Dans ce calme apparent, les interventions des élus se suivent et se ressemblent, sur des remarques concernant la civilité de l'État, la nécessité de trouver un consensus, la pertinence de l'identité arabo-musulmane, etc. De quoi endormir les commentateurs sur les réseaux sociaux...

"Vous servez vos maîtres"

Coupant court à cette monotonie ambiante, Mourad Amdouni, élu indépendant, accuse ceux qui ont écrit cette Constitution de servir les intérêts de leurs maîtres. Il ne ratera pas non plus l'occasion d'attaquer Mehrezia Laâbidi, l'accusant de vouloir contrôler le "quatrième pouvoir" que représentent les médias.

"Ces maîtres imposent à leurs serviteurs ce qu'ils doivent écrire. Vous exécutez les décisions des lobbies sionistes avec lesquels vous collaborez".

Gassas: "Le peuple va nous faire sortir par la fenêtre et nous donner une raclée"

Comme à chacune de ses interventions, Brahim Gassas, élu Nida Tounes (démissionnaire d'Al Aridha) fait le show. Il affirme dans un premier temps ne pas reconnaître la légitimité du projet de Constitution, lui préférant celle de Dieu.

"Cette Constitution ne me concerne pas", dit-il, avant d'être coupé par Mustapha Ben Jaâfar: "Tu n'aurais pas dû te présenter dans ce cas!", rétorque ce dernier.

Brahim Gassas poursuit ensuite son intervention et fait part de ses désillusions et de son désarroi.

"Quand je disais que le peuple allait nous donner une raclée, je le pensais. Chacun ici travaille un agenda qui lui est propre et personne ne pense aux intérêts des Tunisiens. Je deviens fou dans cette Assemblée"

Haro sur la liberté de conscience?

Plusieurs députés, dont Azed Badi du mouvement Wafa et Mouna Ben Nasr d'Al Moubadara ou encore Néjib Mrad du mouvement Ennahdha, ont exprimé leur désaccord concernant l'inscription de la liberté de conscience dans la Constitution, faisant valoir les dangers inhérents, selon eux, à ce type de disposition.
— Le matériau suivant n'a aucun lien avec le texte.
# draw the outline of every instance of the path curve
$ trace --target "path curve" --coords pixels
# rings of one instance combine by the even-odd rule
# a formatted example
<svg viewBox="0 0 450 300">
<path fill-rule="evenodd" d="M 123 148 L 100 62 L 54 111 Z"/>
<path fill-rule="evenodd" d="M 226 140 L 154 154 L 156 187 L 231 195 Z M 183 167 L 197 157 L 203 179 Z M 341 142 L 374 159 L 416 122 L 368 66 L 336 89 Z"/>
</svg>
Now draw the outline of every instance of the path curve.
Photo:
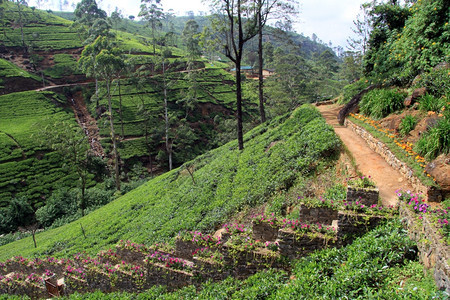
<svg viewBox="0 0 450 300">
<path fill-rule="evenodd" d="M 318 106 L 326 122 L 333 126 L 347 149 L 352 153 L 357 169 L 364 175 L 371 176 L 380 189 L 383 205 L 395 205 L 397 189 L 413 190 L 403 175 L 392 168 L 381 155 L 369 148 L 358 134 L 346 126 L 339 125 L 337 116 L 342 106 L 336 104 Z"/>
</svg>

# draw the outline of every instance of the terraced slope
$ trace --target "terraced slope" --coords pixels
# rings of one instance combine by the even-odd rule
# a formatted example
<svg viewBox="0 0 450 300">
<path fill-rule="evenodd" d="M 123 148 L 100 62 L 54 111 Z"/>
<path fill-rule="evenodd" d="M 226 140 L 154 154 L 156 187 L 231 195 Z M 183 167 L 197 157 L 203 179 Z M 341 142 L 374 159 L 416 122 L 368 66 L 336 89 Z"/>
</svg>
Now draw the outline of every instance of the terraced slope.
<svg viewBox="0 0 450 300">
<path fill-rule="evenodd" d="M 42 86 L 41 79 L 0 58 L 0 95 Z"/>
<path fill-rule="evenodd" d="M 74 223 L 38 234 L 37 248 L 28 238 L 0 247 L 0 260 L 18 254 L 94 254 L 121 239 L 151 244 L 184 229 L 212 230 L 288 189 L 340 149 L 333 129 L 310 106 L 255 128 L 244 140 L 243 151 L 230 142 Z"/>
<path fill-rule="evenodd" d="M 203 64 L 203 63 L 201 63 Z M 183 145 L 183 149 L 176 149 L 175 163 L 181 164 L 186 157 L 192 159 L 204 152 L 204 146 L 214 146 L 214 135 L 217 124 L 215 121 L 223 121 L 232 118 L 234 111 L 235 92 L 233 76 L 220 68 L 200 68 L 195 71 L 198 73 L 197 81 L 197 103 L 188 113 L 180 102 L 189 88 L 189 82 L 186 79 L 185 71 L 176 71 L 169 75 L 171 81 L 168 90 L 169 113 L 173 120 L 171 132 L 174 143 L 179 143 L 183 139 L 177 127 L 179 120 L 185 120 L 189 125 L 190 142 Z M 122 159 L 138 158 L 148 155 L 148 145 L 145 142 L 145 115 L 142 114 L 142 107 L 151 113 L 153 124 L 148 130 L 152 132 L 150 139 L 152 143 L 152 153 L 157 155 L 158 149 L 163 148 L 164 140 L 162 132 L 164 129 L 163 121 L 163 92 L 158 88 L 162 82 L 161 76 L 154 76 L 151 81 L 137 88 L 132 80 L 124 79 L 121 81 L 120 94 L 116 84 L 112 99 L 113 115 L 115 127 L 118 134 L 122 135 L 123 119 L 123 140 L 120 143 L 120 155 Z M 120 114 L 120 101 L 122 101 L 122 114 Z M 85 102 L 89 103 L 89 101 Z M 100 105 L 103 110 L 107 107 L 107 99 L 102 99 Z M 97 115 L 95 103 L 90 102 L 89 108 L 92 115 Z M 248 109 L 253 109 L 252 105 Z M 156 118 L 154 118 L 156 116 Z M 216 118 L 217 116 L 217 118 Z M 109 147 L 109 125 L 108 116 L 100 115 L 100 134 L 103 137 L 104 147 Z M 215 119 L 216 118 L 216 119 Z M 181 136 L 180 136 L 181 135 Z M 181 152 L 181 153 L 180 153 Z"/>
<path fill-rule="evenodd" d="M 0 203 L 25 196 L 35 207 L 60 186 L 73 187 L 77 177 L 63 168 L 56 153 L 41 146 L 40 126 L 56 120 L 75 123 L 64 100 L 52 92 L 20 92 L 0 96 Z"/>
<path fill-rule="evenodd" d="M 71 21 L 23 5 L 19 12 L 17 5 L 10 1 L 3 1 L 0 5 L 6 16 L 0 24 L 4 46 L 25 46 L 35 51 L 80 47 L 81 40 L 75 29 L 70 28 Z"/>
</svg>

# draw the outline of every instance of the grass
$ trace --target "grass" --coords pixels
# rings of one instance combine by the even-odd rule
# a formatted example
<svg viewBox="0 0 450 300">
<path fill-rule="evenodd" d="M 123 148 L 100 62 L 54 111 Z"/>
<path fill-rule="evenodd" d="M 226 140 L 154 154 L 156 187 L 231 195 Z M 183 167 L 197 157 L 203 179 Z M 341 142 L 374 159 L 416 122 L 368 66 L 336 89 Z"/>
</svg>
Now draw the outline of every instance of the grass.
<svg viewBox="0 0 450 300">
<path fill-rule="evenodd" d="M 171 240 L 180 230 L 212 230 L 314 173 L 337 158 L 339 148 L 320 113 L 303 106 L 247 133 L 242 152 L 233 141 L 189 162 L 195 182 L 183 167 L 174 169 L 74 223 L 40 233 L 36 249 L 29 238 L 1 247 L 0 260 L 96 253 L 121 239 L 150 244 Z"/>
<path fill-rule="evenodd" d="M 63 168 L 61 158 L 34 136 L 47 122 L 75 122 L 73 113 L 62 108 L 60 101 L 52 92 L 0 96 L 0 200 L 26 196 L 39 207 L 54 188 L 76 186 L 76 176 Z"/>
<path fill-rule="evenodd" d="M 362 97 L 359 106 L 363 114 L 378 120 L 402 109 L 405 97 L 394 89 L 375 89 Z"/>
</svg>

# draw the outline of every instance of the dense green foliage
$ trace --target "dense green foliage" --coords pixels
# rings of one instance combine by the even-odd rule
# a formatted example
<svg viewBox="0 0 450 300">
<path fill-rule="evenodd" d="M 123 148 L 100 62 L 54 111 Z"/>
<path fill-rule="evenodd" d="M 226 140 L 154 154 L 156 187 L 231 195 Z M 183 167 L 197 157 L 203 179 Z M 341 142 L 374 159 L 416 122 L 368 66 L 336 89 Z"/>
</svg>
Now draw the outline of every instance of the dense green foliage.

Ce qui ne manquera pas de faire réagir...

L'État civil en question

Sahbi Atig, président du groupe parlementaire d'Ennahdha, est revenu sur la notion d'État civil, affirmant que celle-ci n'était en rien contraire à l'Islam.

"En toute franchise, j'ai posé la question à l'ancien mufti pour m'assurer qu'il n'y avait aucune disposition contraire à l'Islam, il m'a répondu: non mon enfant, il n'y en a aucune (...) Quant à l'État civil, il s'agit de l'État tel qu'il est décrit dans l'Islam. Il n'y a pas de notion d'État théocratique dans notre religion, car nous n'avons pas de clergé".

Ce à quoi Slaheddine Zahaf du Parti Al Joumhouri a rétorqué que la Constitution était sujette à interprétation et que cette notion d'État civil n'était pas claire. Il s'est ensuite lancé dans une diatribe virulente à l'encontre du parti au pouvoir

"Vous vivrez toujours dans la peur, car vous ne savez pas ce qu'est la démocratie. Vous avez oublié les martyrs de votre nation et l'avenir de vos enfants"

Le rapporteur général de la Constitution répond aux interventions des élus

Habib Khedher, rapporteur général de la Constitution, a répondu longuement aux interrogations et remarques des élus, dans une atmosphère quelque peu tendue. Il est revenu sur les questions de fond et de forme, concédant une nécessité d'amélioration du texte, tout en donnant son interprétation sur les sujets considérés flous ou polémiques, tels que la liberté de conscience.

"La liberté de conscience est la liberté de l'apostasie et se justifie par le fait que l'Islam aujourd'hui n'a pas besoin d'hypocrite"

Les débats se sont ensuite poursuivis dans le calme, en l'absence d'une grande majorité des députés. Les questions soulevées concernaient principalement le volet "droits et libertés", particulièrement le droit des femmes et la liberté d'expression. La séance a été levée vers 19h et reprendra le jeudi 4 juillet 2013, à 9h.